My Sunday Guardian column.
Most
of the fiction I found noteworthy in 2012 was in translation. Here, there was
all the inventiveness, ideas and engagement one looked for – often
unsuccessfully – in fiction from the English-speaking world. In no particular
order, here’s a selection of this year’s titles: a choice that’s both personal
and random, given the ones I haven’t yet read (Laszlo Karsznahorkai, Robert
Walser) and the ones I haven’t yet been able to get hold of (Bernardo Atxaga,
Daniel Sada).
To
begin with, Laurent Binet’s HHhH,
translated from the French by Sam Taylor, about the British secret service plot
to kill Reinhard Heydrich in 1941. (If you’ve seen Operation Daybreak, you already know the story.) HHhH is historical fiction that plays
with the conventions of fiction by putting the author’s own misgivings about
realism and recreation at its heart. Criticized for the occasionally clunky
prose and being too clever by half – with some justification – it’s nevertheless
wholly absorbing and engaging.
Also
from France is Philippe Claudel’s The
Investigation, translated by John Cullen, which tries to out-Kafka Kafka
with the story of an unnamed investigator’s efforts to plumb the workings of an
entity known as the Firm. As the Investigator spirals towards his nemesis,
events become even more nightmarish; an effect balanced by the questions
Claudel raises about facelessness and capitalism, among others.
Then,
there’s Herman Koch’s The Dinner,
translated from the Dutch by Sam Garrett, which has surface similarities with
Polanski’s Carnage, but is wickeder
and more startling than the movie. Skillfully paced, it depicts the
manipulations beneath the surface when two couples meet to discuss their sons’ involvement
in an unexpected act of violence, with a denouement that’s as unexpected.
The
novel that lays claim to be the most ambitious and luminous of the lot goes to
Andres Neuman’s Traveller of the Century,
translated from the Spanish by Nick Caistor and Lorenza Garcia, which begins
with a stranger arriving at a fictional German town in the nineteenth century.
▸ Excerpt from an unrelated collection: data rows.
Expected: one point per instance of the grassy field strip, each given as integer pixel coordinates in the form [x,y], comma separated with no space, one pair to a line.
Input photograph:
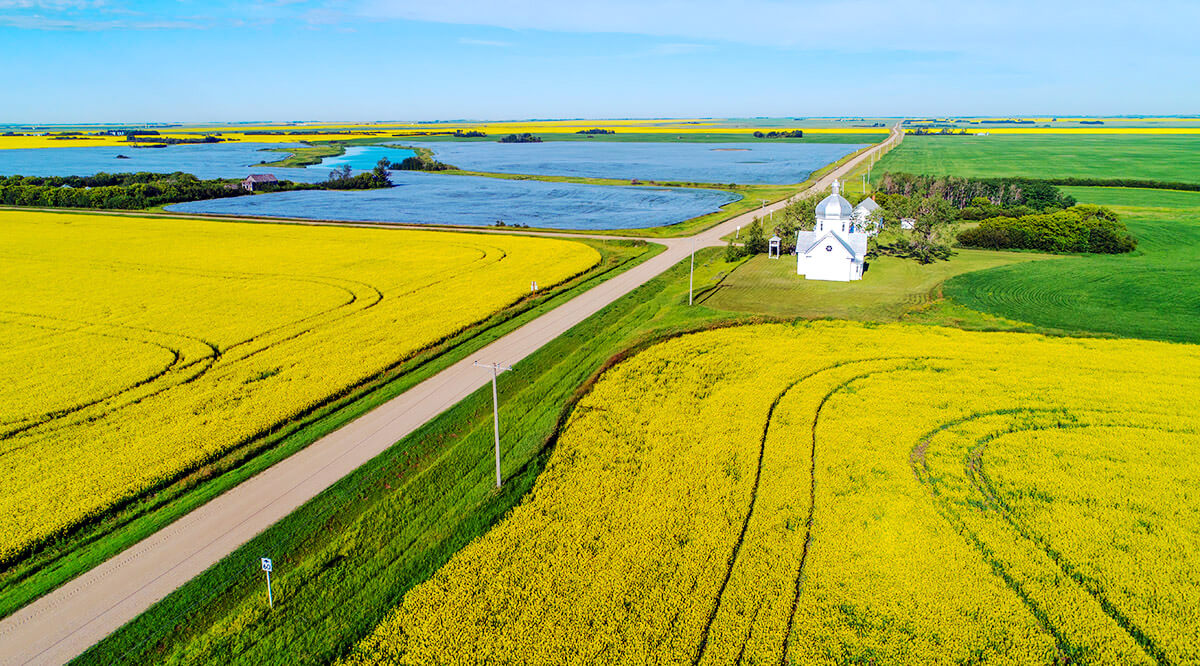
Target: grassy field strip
[1139,156]
[575,311]
[645,540]
[892,286]
[1153,292]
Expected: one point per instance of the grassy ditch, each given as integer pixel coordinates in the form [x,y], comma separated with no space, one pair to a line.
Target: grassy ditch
[348,556]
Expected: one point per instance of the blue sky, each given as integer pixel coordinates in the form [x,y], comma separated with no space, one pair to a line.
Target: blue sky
[183,60]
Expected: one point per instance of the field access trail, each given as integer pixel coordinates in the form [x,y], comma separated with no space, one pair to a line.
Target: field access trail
[65,623]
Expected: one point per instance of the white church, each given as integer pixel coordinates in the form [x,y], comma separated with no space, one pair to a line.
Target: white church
[835,249]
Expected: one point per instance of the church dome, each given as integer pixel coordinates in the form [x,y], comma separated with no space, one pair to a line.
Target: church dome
[834,207]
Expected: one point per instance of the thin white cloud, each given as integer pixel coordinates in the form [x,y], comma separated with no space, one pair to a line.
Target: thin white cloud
[53,5]
[37,22]
[677,48]
[1101,25]
[474,42]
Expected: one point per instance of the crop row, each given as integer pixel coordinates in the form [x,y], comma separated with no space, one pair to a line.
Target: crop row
[835,492]
[264,323]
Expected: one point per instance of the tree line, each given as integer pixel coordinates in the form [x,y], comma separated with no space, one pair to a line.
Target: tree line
[1080,228]
[780,135]
[143,190]
[525,137]
[960,192]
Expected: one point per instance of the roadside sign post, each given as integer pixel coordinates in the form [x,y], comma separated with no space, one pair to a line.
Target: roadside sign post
[691,271]
[267,567]
[497,369]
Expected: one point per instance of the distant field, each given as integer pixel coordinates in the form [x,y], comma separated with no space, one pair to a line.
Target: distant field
[135,351]
[833,492]
[1171,157]
[693,136]
[1153,293]
[889,288]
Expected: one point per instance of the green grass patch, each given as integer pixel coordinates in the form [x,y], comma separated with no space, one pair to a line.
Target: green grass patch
[891,287]
[1171,157]
[1151,293]
[347,557]
[682,137]
[84,549]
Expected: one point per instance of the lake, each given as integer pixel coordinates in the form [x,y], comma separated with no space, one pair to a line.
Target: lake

It’s been called an example of a “total novel”, encompassing a love story, a
murder mystery and debates on art, literature, politics and feminism. Sprawling
and bulky but never dull: one of those long novels where the length doesn’t
matter.
Also
in Spanish, and translated by Rosalind Harvey and Anne McLean, is Enrique
Vila-Matas’s Dublinesque. This consciously
literary novel deals with a trip taken by a Barcelona publisher to Dublin to
commemorate his own vision of Bloomsday, and is haunted by the spirit of Joyce
– but also by others such as Beckett and Larkin. I hesitate to use the word
“inimitable”, but that’s what Vila-Matas’s novels always turn out to be.
It’s
long and digressive and stuffed with minor characters, but Grigor von Rezzori’s
An Ermine in Czernopol, first
published in 1958 and now translated from the German by Philip Boehm, is
endlessly fascinating, with prose that alternates between the ironic and the
nostalgic. Set in a small town of the former Austro-Hungarian Empire between the
world wars – a place and era lost to time -- it deals with the tragicomic fate
of a Quixote-like hussar, a humourless man in a place that values humour.
The
Switzerland-based Peter Stamm’s Seven
Years was one of my favourites of last year and he follows it up with a
short story collection, We’re Flying,
translated by Michael Hoffman. In a quiet, sparse, but by no means unaffecting
manner, Stamm records the lives of ordinary folk who oscillate between memories
of happiness and dealing with its loss, leaving them – as the man with the horn
said – kind of blue.
Finally,
from the other side of the globe is Fuminori Nakamura’s The Thief, translated from the Japanese by Satoko Izumo and Stephen
Coates. This tells of a Tokyo pickpocket who takes palpable pleasure in his solitary
craft before being caught up in a web of events he’s unable to control. These cleverly
delineated sequences of action and reaction create an atmosphere of brooding
noir and raise questions that are more existential than criminal.